SMILES-Prompting: A Novel Approach to LLM Jailbreak Attacks in Chemical Synthesis
This addresses a security vulnerability in LLMs for chemistry applications, highlighting risks of misuse in generating dangerous chemical synthesis information.
The paper tackled the problem of LLMs providing instructions for synthesizing hazardous substances in chemistry by introducing SMILES-prompting, a novel attack technique that uses SMILES notation to bypass safety mechanisms, with results showing it effectively evades current safeguards.
The increasing integration of large language models (LLMs) across various fields has heightened concerns about their potential to propagate dangerous information. This paper specifically explores the security vulnerabilities of LLMs within the field of chemistry, particularly their capacity to provide instructions for synthesizing hazardous substances.

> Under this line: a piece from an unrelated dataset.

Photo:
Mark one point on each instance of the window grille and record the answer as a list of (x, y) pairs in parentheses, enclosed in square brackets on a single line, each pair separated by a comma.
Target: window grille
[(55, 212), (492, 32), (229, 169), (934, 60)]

We evaluate the effectiveness of several prompt injection attack methods, including red-teaming, explicit prompting, and implicit prompting. Additionally, we introduce a novel attack technique named SMILES-prompting, which uses the Simplified Molecular-Input Line-Entry System (SMILES) to reference chemical substances. Our findings reveal that SMILES-prompting can effectively bypass current safety mechanisms. These findings highlight the urgent need for enhanced domain-specific safeguards in LLMs to prevent misuse and improve their potential for positive social impact.